Daniel Craig (Joe Rose), Samantha Morton (Claire), Rhys Ifans (Jed Parry), Susan Lynch (Rachel), Bill Nighy (Robin), Alexandra Aitken (Natasha), Rosie Michell (Katie Logan), Lee Shewerd (John Logan), Helen McCroy (sig.ra Logan), Justin Salinger . (Frank)

Soggetto

Un pallone aerostatico su cui viaggiano un vecchio e un bambino é travolto da un improvviso colpo di vento e sbattuto lungo un prato tra Oxford e Londra. Alcune persone tentano un soccorso. Un uomo, rimasto attaccato, si lascia andare e muore. Si salvano invece, perchè staccatasi prima, Joe, che stava facendo una colazione sul prato con la fidanzata Claire, e Jed. Quest'ultimo, a partire dal giorno successivo, comincia a inseguire Joe, dicendogli che tra loro è nato un legame forte e ormai indissolubile.

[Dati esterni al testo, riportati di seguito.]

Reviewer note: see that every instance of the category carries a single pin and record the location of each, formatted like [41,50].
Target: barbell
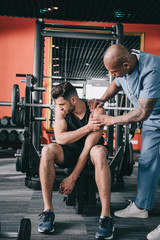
[19,117]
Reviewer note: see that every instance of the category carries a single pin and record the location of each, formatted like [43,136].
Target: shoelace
[103,221]
[155,230]
[127,208]
[46,216]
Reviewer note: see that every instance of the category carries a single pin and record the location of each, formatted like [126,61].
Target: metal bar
[50,106]
[68,78]
[39,89]
[79,35]
[5,104]
[120,108]
[78,27]
[39,119]
[8,234]
[65,62]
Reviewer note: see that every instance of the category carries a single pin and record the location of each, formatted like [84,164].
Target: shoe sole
[138,216]
[108,238]
[102,238]
[45,231]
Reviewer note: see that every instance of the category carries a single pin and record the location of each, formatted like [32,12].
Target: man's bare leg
[51,154]
[102,176]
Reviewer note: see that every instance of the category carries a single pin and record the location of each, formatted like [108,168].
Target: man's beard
[72,108]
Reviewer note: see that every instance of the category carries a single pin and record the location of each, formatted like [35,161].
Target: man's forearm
[91,140]
[111,91]
[72,136]
[133,116]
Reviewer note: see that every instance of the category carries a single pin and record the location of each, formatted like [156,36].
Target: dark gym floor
[17,201]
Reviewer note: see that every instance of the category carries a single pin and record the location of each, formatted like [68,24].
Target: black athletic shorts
[71,155]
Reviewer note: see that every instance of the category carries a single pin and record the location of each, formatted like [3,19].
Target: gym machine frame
[29,156]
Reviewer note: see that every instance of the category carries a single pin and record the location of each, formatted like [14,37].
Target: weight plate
[18,161]
[24,160]
[15,101]
[24,232]
[128,162]
[21,118]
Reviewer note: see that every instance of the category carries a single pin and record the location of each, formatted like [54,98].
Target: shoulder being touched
[99,111]
[59,113]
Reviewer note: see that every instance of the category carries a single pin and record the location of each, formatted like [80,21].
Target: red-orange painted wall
[17,49]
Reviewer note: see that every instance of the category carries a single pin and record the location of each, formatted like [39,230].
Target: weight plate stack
[15,101]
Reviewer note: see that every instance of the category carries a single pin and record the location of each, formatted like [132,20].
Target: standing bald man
[138,74]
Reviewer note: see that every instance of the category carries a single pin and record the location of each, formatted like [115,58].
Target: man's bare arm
[68,183]
[111,91]
[142,112]
[63,136]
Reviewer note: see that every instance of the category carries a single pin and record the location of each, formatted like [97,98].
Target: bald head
[116,55]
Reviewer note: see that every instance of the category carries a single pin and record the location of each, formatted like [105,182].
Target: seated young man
[77,136]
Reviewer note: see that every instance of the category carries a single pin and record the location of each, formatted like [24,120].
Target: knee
[48,153]
[99,155]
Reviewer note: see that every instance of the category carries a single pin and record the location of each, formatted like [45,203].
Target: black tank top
[74,123]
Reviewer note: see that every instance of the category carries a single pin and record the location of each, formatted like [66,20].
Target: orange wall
[17,49]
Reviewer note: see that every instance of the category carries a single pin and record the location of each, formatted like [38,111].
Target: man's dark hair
[65,90]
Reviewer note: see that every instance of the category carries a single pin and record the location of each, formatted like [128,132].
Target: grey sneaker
[155,234]
[46,224]
[131,212]
[105,228]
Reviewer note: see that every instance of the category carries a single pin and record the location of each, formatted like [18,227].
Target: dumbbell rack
[28,158]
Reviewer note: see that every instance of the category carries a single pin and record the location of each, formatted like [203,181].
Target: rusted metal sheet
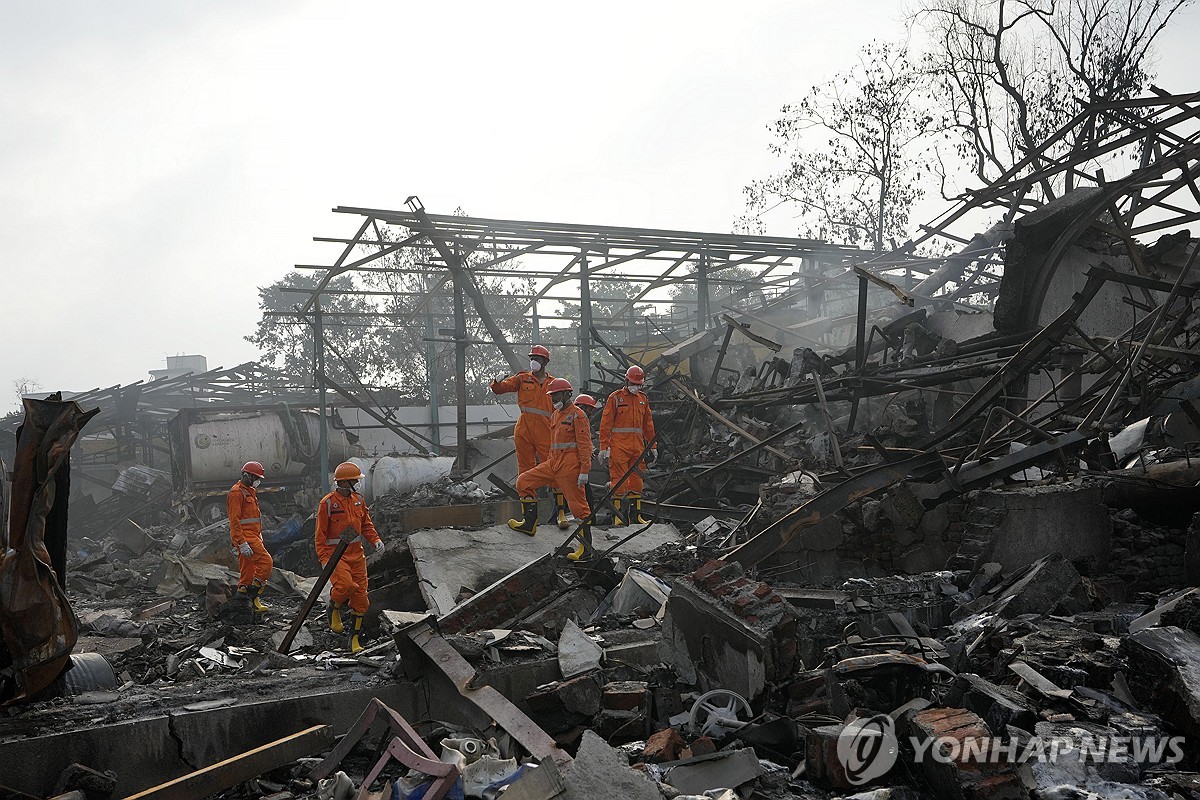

Inutilmente Joe tenta di scaricarlo. Jed si fa trovare in modo sempre più ossessivo e dice che la loro storia d'amore non può più essere fermata. Angosciato, Joe entra in crisi anche con Claire, alla quale voleva chiedere di sposarlo e che ora, irritata, lo caccia di casa. Quando la tensione arriva al culmine, Joe una mattina torna da Claire, vi trova Jed in preda alla follia che infligge una coltellata alla donna ritenendola un ostacolo fra loro due. Joe fa finta di voler abbracciare Jed e, a sua volta, lo pugnala. Tempo dopo, Joe e Claire sono sullo stesso prato dell'inizio. Cercano di ricominciare. In una stanza di ospedale psichiatrico, Jed scrive quello che è successo.

Valutazione Pastorale

Ian McEwan, l'autore del romanzo, dice che la sequenza della mongolfiera all'inizio é "...il momento più importante della storia. Il posto doveva trasmettere l'idea di un Eden perduto...". Ma qual'é questo Eden perduto? Forse Londra città e capitale di cultura; forse la coppia, ormai incapace di trovare il coraggio per passare al matrimonio; forse i sentimenti, non controllabili; o forse, infine, il modo di comunicare, distrutto e irrecuperabile? La deconnessione della vita quotidiana percorre l'irrazionalità del reale. Jed allora é (o dovrebbe essere) l'imprevisto che non sai come gestire, colui che fa emergere il senso di colpa di Joe per non aver salvato l'uomo sul pallone e lo costringe ad esami non voluti, a cercare spiegazioni, a dire frasi che non vengono spontanee. Da qui i molti silenzi, le fasi in cui il racconto procede per assenze, per sottrazioni, per sguardi. Ne deriva quasi una sorta di thriller psicologico girato per frammenti, affidato però ad una drammatizzazione non sempre coerente, anzi in più passaggi elaborata, cerebrale, artificiosa, con troppi temi buttati sul tappeto. Film atipico, forse spiazzante ma anche un po' compiaciuto e per questo, dal punto di vista pastorale, da valutare come discutibile e generalmente ambiguo. UTILIZZAZIONE: il film é da utilizzare in programmazione ordinaria con attenzione per la presenza di minori. Stessa cura é da tenere in vista di passaggi televisivi, o di uso di VHS e DVD.